E’ qui, in questa forza antropologica più che nelle imprese criminali devastanti, che si rafforza l’invincibilità della mafia nostrana, divenuta anche per questo l’organizzazione criminale più forte e più temuta del mondo. L’articolo di Cosenza rappresenta in qualche modo, a poche settimane dalla scomparsa, l’omaggio sincero a un’altra donna, che qui in Calabria, è scesa per liberare il suo giovane figlio, Cesare, sequestrato dai nostri galantuomini, che amano i propri figli e odiano quelli degli altri. Ricordate la lunga processione della signora Angela Casella lungo le strade e i vicoli dei piccoli paesi del reggino, e il suo bussare alle porte delle case? Ricordate il suo appello in una lingua italiana stranamente incerta? Si rivolgeva alle donne della ‘ndrangheta, mogli, sorelle, madri e figlie degli ‘ndranghetisti. Le invitava a ribellarsi ai loro uomini e a lottare contro la violenza.
E di più, a farsi educatrici, operatrici di riconversione al bene della volontà criminale. Giuseppina, Maria Concetta e le altre sono le nuove donne che dalla Calabria del male lottano per l’affermazione del bene. Sono, insieme, la nuova donna che darà forza a quell’altra donna di nome Paola, che vive sotto il terrore di essere uccisa per essersi, in chissà quale parte della nostra regione, ribellata al suo destino di schiava dell’odio e della violenza. Rinunciando consapevolmente alla loro vita (Lea andando coraggiosamente incontro ai suoi carnefici, non per ingenuità ma per liberare il cammino della figlia allora adolescente; Maria Concetta, procurandosela da sola, per evitare che la infliggessero ad uno solo dei suoi figli e Giuseppina, che ancora spera di salvare se stessa e le sue creature) hanno compiuto il più grande atto d’amore.
Da questa nuova donna nascerà (questa è l’altra notizia rivoluzionaria) la Calabria della pace e della libertà. Della bellezza e dell’eguaglianza tra gli uomini, liberatisi dal male. Che non è, giova ripeterlo, soltanto espresso, come taluni vogliono ancora far credere, dalla mafia tout court, ma da ogni forma di potere esercitato in violazione delle regole, contro la vita e la libertà delle persone. E per il misero proprio tornaconto personale o dei gruppi ristretti che lo portano sul mercato, dove si arricchiscono. Giuseppina, Lea e Maria Concetta hanno avuto bisogno di giudici intelligenti e sensibili che le ascoltassero, e qualcuno l’hanno trovato, anche se non è bastato a salvarle.

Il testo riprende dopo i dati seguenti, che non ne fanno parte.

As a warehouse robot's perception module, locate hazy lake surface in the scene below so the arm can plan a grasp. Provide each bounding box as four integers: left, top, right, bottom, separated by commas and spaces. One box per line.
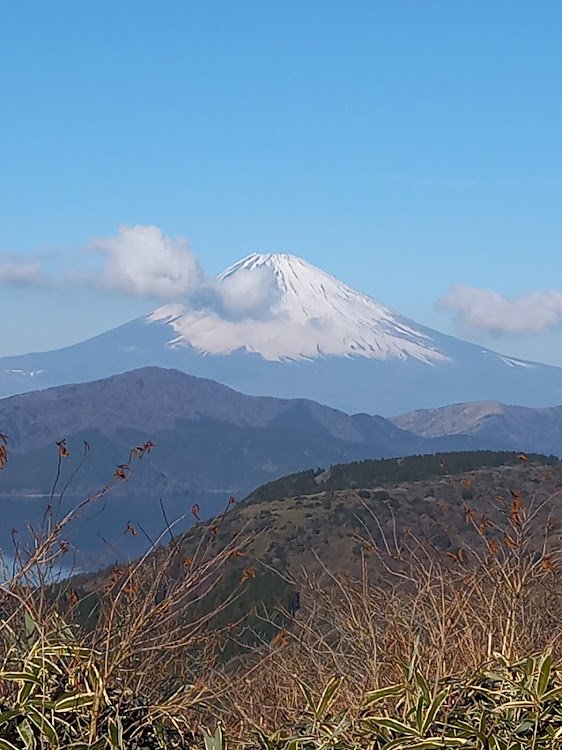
0, 492, 232, 570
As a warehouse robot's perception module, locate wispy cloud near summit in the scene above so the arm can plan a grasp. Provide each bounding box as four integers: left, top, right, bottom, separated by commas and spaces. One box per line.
0, 225, 276, 319
439, 284, 562, 333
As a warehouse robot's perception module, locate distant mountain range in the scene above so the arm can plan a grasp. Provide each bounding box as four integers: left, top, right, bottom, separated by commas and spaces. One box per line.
0, 368, 474, 568
392, 401, 562, 457
0, 254, 562, 416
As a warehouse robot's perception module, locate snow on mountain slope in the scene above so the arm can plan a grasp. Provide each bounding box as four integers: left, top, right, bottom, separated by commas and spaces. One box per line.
0, 255, 562, 416
148, 254, 448, 364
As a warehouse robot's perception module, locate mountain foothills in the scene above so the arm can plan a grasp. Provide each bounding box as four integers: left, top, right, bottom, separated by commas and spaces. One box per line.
77, 451, 562, 598
0, 254, 562, 416
0, 368, 438, 496
392, 401, 562, 456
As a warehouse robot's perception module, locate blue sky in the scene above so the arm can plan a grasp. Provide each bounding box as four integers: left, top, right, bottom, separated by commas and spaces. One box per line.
0, 0, 562, 365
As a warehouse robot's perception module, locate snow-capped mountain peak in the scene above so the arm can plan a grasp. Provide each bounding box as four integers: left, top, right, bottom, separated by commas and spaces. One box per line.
148, 253, 447, 364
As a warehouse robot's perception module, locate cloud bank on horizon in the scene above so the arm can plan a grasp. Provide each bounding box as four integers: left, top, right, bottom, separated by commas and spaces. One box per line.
0, 225, 562, 333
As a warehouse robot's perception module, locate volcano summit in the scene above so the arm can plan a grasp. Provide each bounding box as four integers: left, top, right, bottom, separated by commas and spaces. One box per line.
0, 254, 562, 415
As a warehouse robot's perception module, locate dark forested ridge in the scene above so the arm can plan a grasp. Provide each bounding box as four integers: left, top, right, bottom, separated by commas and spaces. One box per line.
246, 451, 561, 504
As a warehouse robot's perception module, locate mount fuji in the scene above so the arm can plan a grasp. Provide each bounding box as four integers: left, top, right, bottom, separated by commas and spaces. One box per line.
0, 254, 562, 416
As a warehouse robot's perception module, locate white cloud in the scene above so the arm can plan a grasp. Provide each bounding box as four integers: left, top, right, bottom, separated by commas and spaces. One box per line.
91, 225, 203, 299
439, 284, 562, 332
0, 253, 43, 284
0, 225, 279, 320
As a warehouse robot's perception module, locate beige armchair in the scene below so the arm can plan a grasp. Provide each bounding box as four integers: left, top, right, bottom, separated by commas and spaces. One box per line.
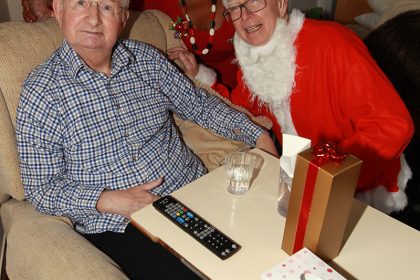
0, 11, 270, 280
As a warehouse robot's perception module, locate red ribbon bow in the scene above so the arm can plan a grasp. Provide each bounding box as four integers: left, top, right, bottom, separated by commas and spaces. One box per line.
312, 142, 347, 163
293, 142, 347, 253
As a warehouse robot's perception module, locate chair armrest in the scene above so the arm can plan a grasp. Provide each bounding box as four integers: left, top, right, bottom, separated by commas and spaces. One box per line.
1, 200, 128, 280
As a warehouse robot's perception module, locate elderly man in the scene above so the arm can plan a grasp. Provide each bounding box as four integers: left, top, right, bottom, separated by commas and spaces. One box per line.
16, 0, 276, 279
177, 0, 414, 213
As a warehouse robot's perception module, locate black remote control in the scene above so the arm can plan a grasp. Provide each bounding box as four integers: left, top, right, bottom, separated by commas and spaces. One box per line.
153, 195, 241, 260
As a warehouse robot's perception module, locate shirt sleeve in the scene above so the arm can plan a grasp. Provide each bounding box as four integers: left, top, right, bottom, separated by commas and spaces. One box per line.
16, 83, 104, 219
159, 52, 264, 146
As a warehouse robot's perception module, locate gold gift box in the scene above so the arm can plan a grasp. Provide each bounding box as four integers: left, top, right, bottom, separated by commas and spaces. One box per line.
282, 149, 362, 261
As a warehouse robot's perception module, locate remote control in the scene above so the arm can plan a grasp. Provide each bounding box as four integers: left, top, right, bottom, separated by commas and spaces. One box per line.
153, 195, 241, 260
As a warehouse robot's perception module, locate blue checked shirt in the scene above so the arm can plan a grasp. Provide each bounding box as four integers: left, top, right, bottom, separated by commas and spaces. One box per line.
16, 40, 263, 233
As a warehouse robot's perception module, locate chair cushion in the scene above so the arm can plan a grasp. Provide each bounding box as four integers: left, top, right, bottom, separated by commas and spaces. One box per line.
1, 199, 128, 280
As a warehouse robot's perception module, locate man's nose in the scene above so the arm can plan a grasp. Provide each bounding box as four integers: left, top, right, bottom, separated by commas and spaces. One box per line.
87, 1, 100, 25
241, 6, 251, 19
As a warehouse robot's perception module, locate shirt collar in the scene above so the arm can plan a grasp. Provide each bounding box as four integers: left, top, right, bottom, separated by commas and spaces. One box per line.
59, 40, 135, 78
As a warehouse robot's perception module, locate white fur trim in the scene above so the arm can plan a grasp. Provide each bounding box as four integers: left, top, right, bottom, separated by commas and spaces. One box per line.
194, 64, 217, 86
234, 10, 304, 135
356, 154, 413, 214
223, 0, 229, 9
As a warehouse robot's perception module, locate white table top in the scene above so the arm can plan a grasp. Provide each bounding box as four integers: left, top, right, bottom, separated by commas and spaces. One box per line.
131, 150, 420, 280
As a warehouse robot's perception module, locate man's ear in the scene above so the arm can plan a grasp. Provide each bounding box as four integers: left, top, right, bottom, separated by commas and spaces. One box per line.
53, 0, 64, 26
122, 9, 130, 28
277, 0, 288, 18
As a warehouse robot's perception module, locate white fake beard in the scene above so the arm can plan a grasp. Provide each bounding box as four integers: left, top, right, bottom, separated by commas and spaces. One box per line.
234, 10, 304, 135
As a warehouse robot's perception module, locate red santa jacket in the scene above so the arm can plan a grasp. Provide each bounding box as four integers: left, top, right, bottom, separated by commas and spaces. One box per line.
216, 15, 414, 212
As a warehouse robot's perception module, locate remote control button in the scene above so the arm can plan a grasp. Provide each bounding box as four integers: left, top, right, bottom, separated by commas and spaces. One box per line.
153, 196, 240, 260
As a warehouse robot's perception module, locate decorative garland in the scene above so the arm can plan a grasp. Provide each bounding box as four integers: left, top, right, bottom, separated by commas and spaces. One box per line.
171, 0, 217, 55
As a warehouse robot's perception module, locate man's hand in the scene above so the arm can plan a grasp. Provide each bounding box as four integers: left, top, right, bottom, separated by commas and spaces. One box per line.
255, 132, 279, 157
167, 40, 199, 78
96, 178, 163, 218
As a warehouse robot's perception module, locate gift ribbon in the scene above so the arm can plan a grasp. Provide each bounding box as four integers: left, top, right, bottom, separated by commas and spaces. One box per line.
293, 142, 347, 253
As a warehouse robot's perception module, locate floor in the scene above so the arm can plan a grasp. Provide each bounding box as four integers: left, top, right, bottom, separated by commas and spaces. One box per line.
391, 138, 420, 230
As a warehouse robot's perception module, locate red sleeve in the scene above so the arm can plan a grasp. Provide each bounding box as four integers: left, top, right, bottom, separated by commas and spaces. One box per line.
339, 53, 414, 191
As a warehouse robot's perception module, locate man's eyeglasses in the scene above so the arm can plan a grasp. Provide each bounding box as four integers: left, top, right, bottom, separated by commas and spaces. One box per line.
69, 0, 124, 16
223, 0, 267, 22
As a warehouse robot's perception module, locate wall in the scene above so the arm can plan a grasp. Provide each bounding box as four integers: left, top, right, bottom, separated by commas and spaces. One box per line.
289, 0, 335, 18
0, 0, 23, 22
0, 0, 10, 22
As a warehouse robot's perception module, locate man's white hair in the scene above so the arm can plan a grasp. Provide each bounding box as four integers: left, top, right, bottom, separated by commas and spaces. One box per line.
120, 0, 130, 8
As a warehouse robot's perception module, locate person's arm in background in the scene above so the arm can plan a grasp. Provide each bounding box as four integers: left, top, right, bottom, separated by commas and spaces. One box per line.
154, 48, 278, 156
167, 40, 230, 99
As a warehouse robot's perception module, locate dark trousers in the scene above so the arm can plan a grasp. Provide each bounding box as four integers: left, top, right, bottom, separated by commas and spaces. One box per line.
83, 224, 200, 280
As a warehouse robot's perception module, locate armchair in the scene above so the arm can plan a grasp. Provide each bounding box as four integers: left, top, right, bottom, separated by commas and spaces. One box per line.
0, 10, 270, 280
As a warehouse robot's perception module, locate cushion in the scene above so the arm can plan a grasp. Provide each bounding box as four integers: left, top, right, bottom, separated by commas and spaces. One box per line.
377, 0, 420, 26
354, 12, 381, 30
0, 20, 62, 200
368, 0, 400, 15
2, 200, 128, 280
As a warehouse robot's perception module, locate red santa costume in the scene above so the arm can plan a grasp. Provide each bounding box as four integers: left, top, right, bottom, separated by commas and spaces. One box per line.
130, 0, 238, 89
207, 11, 414, 213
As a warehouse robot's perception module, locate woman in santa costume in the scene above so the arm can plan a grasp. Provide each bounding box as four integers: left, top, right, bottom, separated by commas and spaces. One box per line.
176, 0, 414, 213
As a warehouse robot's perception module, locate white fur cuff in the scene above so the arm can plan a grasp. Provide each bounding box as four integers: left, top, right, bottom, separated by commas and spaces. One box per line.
194, 64, 217, 86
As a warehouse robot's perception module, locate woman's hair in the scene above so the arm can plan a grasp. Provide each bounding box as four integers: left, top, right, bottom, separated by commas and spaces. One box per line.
364, 10, 420, 108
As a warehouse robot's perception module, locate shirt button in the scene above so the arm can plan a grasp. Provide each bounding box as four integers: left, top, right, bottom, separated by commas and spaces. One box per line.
232, 128, 241, 135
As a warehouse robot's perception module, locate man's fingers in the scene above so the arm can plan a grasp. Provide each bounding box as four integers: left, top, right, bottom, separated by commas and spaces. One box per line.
142, 177, 163, 191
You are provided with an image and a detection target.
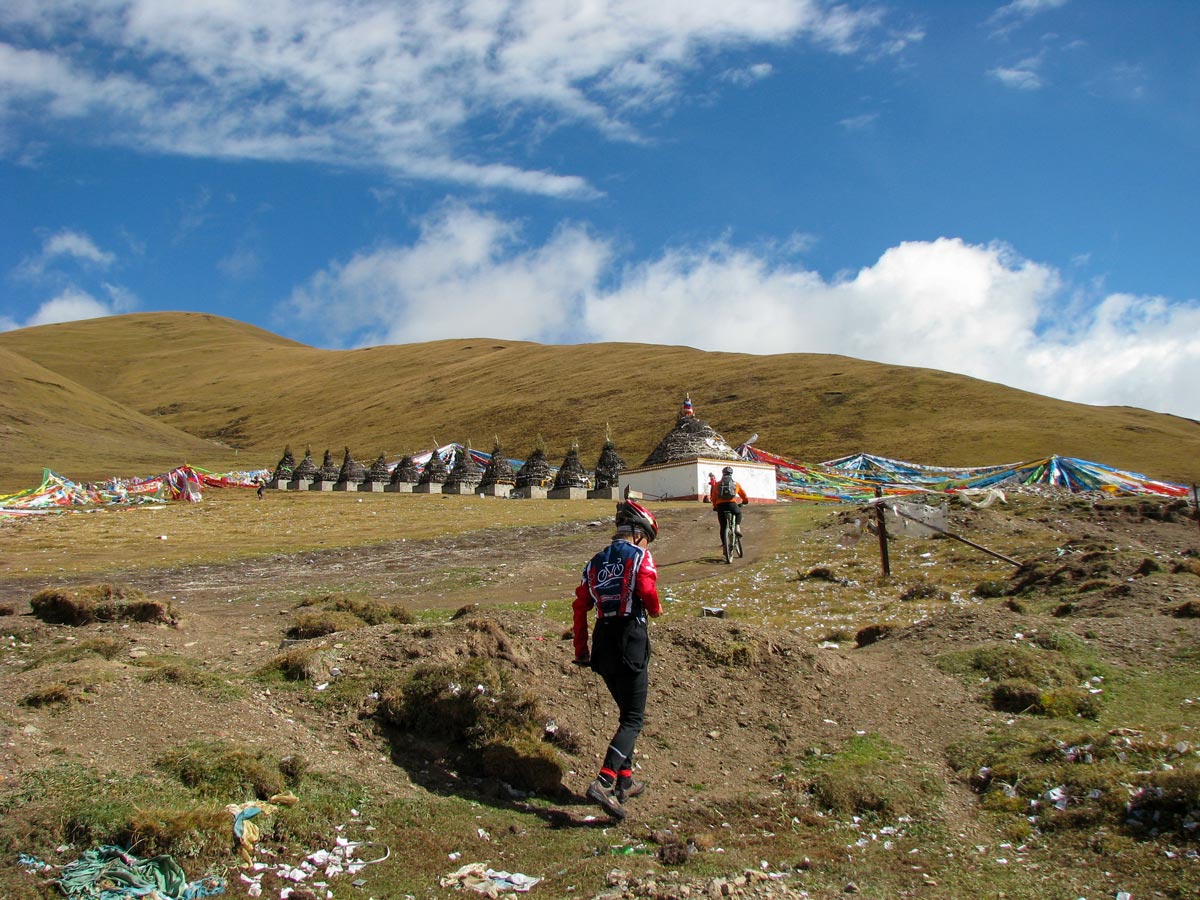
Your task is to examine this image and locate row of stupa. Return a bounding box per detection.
[268,438,625,499]
[262,397,758,499]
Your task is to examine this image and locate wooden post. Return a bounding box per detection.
[875,485,892,578]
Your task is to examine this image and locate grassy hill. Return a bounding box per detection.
[0,313,1200,491]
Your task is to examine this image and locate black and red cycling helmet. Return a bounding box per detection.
[617,500,659,541]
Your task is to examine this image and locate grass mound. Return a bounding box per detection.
[379,658,563,793]
[937,632,1102,719]
[949,726,1200,840]
[29,584,175,625]
[25,637,128,670]
[287,594,413,641]
[787,734,941,821]
[259,647,334,682]
[155,740,300,802]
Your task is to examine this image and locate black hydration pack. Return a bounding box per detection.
[716,475,738,500]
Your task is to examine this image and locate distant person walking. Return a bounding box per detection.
[572,500,662,821]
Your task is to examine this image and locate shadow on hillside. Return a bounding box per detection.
[383,726,613,828]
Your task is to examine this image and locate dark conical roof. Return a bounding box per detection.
[337,448,367,485]
[642,398,740,466]
[517,442,554,487]
[418,448,450,485]
[271,444,296,481]
[479,440,517,487]
[367,454,389,485]
[446,446,484,487]
[595,438,625,491]
[292,448,317,481]
[317,450,338,481]
[554,444,592,488]
[391,456,421,485]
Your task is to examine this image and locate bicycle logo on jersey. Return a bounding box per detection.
[596,562,625,582]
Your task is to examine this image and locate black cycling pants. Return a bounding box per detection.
[592,617,650,772]
[715,503,742,534]
[604,668,649,772]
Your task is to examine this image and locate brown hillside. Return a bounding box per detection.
[0,313,1200,490]
[0,347,235,490]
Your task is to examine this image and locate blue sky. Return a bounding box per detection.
[0,0,1200,419]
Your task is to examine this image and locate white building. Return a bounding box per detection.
[620,456,778,503]
[619,397,778,503]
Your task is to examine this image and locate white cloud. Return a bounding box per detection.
[25,288,115,328]
[0,0,902,197]
[838,113,880,131]
[721,62,775,88]
[988,66,1042,91]
[988,0,1068,37]
[290,205,611,343]
[289,206,1200,418]
[16,229,116,278]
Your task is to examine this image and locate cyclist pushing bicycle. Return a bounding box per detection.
[708,466,750,562]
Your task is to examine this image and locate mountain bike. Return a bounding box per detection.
[721,510,742,565]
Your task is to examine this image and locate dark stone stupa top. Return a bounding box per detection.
[367,454,390,485]
[337,448,367,485]
[446,446,484,487]
[292,448,317,481]
[317,450,340,481]
[416,448,450,485]
[595,438,626,491]
[554,445,592,488]
[517,444,554,487]
[642,397,740,466]
[479,440,517,487]
[391,456,421,485]
[271,444,296,481]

La nuova donna che è in loro, e da loro promana, ha bisogno di altre donne che non facciano più domande, ma una soltanto la pongano a loro stesse: cosa e quando potrò fare qualcosa per la vita, oltre a darla dal mio grembo? Antonella Dodaro con uno scritto intenso di umanità e ragione, ha già dato una prima risposta. Anche scrivendo.
Se altre donne facessero egual cosa, domani mattina, già un altro mondo scorgeremmo con gli occhi di lacrime e paura e speranza di Lea, Maria Concetta e Giuseppina.